Files
openclaw/docs/concepts/session-pruning.md

6.1 KiB

title, summary, read_when
title summary read_when
Session Pruning How session pruning trims old tool results to reduce context bloat and improve cache efficiency
You want to reduce LLM context growth from tool outputs
You are tuning agents.defaults.contextPruning

Session Pruning

Session pruning trims old tool results from the in-memory context before each LLM call. It does not rewrite the on-disk session history (JSONL) -- it only affects what gets sent to the model for that request.

Why prune

Long-running sessions accumulate tool outputs (exec results, file reads, search results). These inflate the context window, increasing cost and eventually forcing compaction. Pruning removes stale tool output so the model sees a leaner context on each turn.

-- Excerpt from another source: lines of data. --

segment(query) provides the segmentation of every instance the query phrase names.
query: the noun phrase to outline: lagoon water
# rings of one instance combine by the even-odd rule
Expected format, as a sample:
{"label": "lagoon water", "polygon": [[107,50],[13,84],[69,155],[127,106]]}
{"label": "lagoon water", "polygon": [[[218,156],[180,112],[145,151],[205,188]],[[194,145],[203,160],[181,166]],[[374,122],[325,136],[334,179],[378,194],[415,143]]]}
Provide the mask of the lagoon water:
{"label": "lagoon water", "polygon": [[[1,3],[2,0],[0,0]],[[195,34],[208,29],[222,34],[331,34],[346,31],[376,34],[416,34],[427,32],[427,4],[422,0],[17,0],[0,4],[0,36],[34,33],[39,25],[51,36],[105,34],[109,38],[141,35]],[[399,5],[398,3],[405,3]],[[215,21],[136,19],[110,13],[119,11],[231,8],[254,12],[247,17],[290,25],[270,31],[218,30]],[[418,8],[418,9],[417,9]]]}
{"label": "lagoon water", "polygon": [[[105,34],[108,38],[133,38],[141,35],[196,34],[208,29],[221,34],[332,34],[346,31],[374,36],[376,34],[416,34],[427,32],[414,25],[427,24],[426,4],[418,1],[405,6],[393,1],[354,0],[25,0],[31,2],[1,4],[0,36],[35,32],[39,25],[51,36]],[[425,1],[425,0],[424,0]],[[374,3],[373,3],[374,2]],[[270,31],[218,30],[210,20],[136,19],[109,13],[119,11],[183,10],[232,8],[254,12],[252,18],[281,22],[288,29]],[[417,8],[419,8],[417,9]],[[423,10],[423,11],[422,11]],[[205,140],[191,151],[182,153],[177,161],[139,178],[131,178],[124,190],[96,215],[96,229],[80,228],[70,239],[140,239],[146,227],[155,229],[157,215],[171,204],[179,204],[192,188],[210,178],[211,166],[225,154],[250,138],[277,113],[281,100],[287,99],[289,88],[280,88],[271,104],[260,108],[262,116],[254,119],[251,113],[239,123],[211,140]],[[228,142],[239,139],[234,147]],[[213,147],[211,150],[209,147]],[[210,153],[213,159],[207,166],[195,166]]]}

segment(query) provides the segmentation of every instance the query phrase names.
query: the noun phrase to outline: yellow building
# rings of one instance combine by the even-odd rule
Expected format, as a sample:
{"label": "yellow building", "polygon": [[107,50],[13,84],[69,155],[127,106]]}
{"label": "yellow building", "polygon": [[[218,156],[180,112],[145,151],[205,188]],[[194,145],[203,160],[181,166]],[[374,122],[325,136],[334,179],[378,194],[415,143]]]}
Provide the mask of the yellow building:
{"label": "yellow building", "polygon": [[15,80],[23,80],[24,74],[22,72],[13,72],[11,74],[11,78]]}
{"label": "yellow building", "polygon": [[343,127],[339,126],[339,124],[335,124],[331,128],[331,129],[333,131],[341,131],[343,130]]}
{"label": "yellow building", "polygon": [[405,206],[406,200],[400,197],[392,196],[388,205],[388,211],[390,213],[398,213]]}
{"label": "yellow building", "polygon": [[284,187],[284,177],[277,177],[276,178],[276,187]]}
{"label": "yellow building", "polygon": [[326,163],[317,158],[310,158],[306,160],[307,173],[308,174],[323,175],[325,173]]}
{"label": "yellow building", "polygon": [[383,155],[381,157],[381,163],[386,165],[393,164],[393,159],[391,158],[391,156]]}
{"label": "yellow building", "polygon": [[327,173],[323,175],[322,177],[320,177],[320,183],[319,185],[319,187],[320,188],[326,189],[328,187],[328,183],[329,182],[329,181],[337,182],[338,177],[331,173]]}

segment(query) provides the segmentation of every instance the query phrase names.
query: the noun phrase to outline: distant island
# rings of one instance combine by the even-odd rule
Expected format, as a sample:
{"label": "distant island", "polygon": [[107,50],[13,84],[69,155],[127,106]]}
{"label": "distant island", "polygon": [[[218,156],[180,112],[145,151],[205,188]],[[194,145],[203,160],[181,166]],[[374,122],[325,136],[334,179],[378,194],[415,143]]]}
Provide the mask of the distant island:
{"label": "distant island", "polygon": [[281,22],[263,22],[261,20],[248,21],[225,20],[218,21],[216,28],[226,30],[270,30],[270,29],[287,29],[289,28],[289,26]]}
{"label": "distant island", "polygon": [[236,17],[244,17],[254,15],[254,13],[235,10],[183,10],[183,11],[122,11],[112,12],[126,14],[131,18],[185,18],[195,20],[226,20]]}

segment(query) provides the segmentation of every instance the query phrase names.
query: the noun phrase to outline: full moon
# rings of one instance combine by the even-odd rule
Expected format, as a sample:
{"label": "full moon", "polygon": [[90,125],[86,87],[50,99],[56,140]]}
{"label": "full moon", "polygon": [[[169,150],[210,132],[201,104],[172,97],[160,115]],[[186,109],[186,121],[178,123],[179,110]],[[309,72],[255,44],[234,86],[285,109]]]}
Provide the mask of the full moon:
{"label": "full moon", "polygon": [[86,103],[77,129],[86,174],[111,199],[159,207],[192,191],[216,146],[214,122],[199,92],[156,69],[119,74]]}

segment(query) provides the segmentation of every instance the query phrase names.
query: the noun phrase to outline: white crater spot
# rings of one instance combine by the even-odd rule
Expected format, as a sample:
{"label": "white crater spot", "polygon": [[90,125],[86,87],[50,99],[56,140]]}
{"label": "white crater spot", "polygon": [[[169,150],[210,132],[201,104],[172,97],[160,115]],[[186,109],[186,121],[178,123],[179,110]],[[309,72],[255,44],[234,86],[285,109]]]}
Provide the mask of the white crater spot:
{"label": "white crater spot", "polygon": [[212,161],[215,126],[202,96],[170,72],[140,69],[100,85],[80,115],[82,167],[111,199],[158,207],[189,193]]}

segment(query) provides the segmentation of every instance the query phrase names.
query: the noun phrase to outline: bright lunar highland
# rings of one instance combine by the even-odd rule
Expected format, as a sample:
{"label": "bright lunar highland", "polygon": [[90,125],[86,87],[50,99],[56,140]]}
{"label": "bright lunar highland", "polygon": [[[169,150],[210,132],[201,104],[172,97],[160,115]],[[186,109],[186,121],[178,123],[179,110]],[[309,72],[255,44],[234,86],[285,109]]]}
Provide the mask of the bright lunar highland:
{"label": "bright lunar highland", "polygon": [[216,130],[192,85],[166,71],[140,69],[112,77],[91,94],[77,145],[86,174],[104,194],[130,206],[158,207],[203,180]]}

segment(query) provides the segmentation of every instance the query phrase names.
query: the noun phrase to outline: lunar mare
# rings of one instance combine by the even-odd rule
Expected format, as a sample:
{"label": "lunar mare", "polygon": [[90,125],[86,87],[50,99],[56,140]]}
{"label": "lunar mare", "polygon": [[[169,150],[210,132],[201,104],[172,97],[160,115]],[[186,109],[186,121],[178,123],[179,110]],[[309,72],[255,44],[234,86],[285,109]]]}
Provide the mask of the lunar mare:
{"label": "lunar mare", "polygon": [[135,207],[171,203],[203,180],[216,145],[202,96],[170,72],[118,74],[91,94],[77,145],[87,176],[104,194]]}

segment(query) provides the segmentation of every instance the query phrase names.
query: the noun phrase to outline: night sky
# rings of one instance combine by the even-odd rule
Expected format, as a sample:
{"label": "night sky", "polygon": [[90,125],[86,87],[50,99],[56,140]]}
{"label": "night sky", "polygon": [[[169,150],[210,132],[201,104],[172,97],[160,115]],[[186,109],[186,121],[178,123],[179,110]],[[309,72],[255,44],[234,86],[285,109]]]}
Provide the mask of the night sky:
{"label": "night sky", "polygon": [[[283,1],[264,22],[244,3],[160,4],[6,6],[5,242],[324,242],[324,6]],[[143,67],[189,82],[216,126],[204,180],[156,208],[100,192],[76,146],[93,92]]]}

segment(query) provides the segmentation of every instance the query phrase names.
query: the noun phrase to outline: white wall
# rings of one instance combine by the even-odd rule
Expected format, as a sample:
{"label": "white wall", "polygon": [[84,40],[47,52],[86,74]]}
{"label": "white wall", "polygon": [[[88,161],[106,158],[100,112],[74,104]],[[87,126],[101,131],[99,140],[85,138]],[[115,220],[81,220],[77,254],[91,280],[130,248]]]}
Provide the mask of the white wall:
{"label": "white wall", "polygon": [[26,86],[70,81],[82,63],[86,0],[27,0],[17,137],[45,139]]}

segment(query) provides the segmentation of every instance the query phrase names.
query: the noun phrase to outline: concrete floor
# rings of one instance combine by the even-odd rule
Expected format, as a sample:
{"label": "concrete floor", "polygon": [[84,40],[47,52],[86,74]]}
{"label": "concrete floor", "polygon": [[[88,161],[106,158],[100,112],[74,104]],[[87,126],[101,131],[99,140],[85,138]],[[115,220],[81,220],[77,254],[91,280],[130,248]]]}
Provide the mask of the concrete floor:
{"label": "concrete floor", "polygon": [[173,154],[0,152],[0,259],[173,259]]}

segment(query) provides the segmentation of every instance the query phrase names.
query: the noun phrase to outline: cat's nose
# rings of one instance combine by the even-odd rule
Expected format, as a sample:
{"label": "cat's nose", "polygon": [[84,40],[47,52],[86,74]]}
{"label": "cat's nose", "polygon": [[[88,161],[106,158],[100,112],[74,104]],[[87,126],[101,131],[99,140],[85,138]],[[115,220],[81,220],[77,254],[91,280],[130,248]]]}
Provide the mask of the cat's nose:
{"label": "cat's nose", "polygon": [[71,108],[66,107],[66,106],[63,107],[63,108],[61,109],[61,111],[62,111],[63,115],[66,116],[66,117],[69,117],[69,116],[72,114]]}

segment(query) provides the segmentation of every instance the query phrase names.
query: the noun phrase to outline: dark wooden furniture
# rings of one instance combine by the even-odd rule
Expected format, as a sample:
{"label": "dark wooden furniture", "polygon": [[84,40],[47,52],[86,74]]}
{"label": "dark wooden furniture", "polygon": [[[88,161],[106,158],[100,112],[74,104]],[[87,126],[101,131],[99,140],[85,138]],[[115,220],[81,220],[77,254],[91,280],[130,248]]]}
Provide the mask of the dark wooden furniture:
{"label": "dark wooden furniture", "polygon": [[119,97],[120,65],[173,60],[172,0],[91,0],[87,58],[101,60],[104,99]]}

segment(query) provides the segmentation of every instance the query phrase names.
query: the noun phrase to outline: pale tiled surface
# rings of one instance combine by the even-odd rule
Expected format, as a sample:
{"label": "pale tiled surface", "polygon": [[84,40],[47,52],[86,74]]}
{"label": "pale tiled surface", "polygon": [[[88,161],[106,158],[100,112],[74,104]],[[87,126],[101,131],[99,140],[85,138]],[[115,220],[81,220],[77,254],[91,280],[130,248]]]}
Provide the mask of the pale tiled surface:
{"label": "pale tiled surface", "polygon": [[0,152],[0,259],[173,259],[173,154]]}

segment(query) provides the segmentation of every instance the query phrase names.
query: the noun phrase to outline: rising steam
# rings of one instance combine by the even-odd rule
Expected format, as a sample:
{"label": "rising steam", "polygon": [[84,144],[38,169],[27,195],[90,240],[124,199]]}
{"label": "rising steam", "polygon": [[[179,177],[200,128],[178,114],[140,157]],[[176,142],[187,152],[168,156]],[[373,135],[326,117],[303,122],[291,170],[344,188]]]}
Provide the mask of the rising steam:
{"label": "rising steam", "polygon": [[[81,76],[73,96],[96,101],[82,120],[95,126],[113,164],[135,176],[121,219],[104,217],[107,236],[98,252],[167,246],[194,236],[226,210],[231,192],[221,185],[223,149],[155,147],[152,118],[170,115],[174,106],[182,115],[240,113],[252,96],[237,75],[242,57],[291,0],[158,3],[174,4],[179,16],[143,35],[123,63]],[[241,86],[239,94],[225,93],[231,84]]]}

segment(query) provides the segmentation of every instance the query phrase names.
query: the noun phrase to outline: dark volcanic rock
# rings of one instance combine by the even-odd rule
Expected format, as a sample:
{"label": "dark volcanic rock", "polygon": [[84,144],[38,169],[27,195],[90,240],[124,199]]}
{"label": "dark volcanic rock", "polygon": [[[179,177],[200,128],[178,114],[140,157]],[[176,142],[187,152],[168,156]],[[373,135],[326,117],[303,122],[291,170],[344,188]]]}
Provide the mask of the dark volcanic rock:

Pruning is also important for Anthropic prompt caching. When a session goes idle past the cache TTL, the next request re-caches the full prompt. Pruning reduces the cache-write size for that first post-TTL request, which directly reduces cost.

How it works

Pruning runs in cache-ttl mode, which is the only supported mode:

  1. Check the clock -- pruning only runs if the last Anthropic API call for the session is older than ttl (default 5m).
  2. Find prunable messages -- only toolResult messages are eligible. User and assistant messages are never modified.
  3. Protect recent context -- the last keepLastAssistants assistant messages (default 3) and all tool results after that cutoff are preserved.
  4. Soft-trim oversized tool results -- keep the head and tail, insert ..., and append a note with the original size.
  5. Hard-clear remaining eligible results -- replace the entire content with a placeholder.
  6. Reset the TTL -- subsequent requests keep cache until ttl expires again.

What gets skipped

  • Tool results containing image blocks are never trimmed.
  • If there are not enough assistant messages to establish the cutoff, pruning is skipped entirely.
  • Pruning currently only activates for Anthropic API calls (and OpenRouter Anthropic models).

Smart defaults

OpenClaw auto-configures pruning for Anthropic profiles:

Profile type Pruning Heartbeat Cache retention
OAuth or setup-token cache-ttl enabled 1h (provider default)
API key cache-ttl enabled 30m short (5 min)

If you set any of these values explicitly, OpenClaw does not override them.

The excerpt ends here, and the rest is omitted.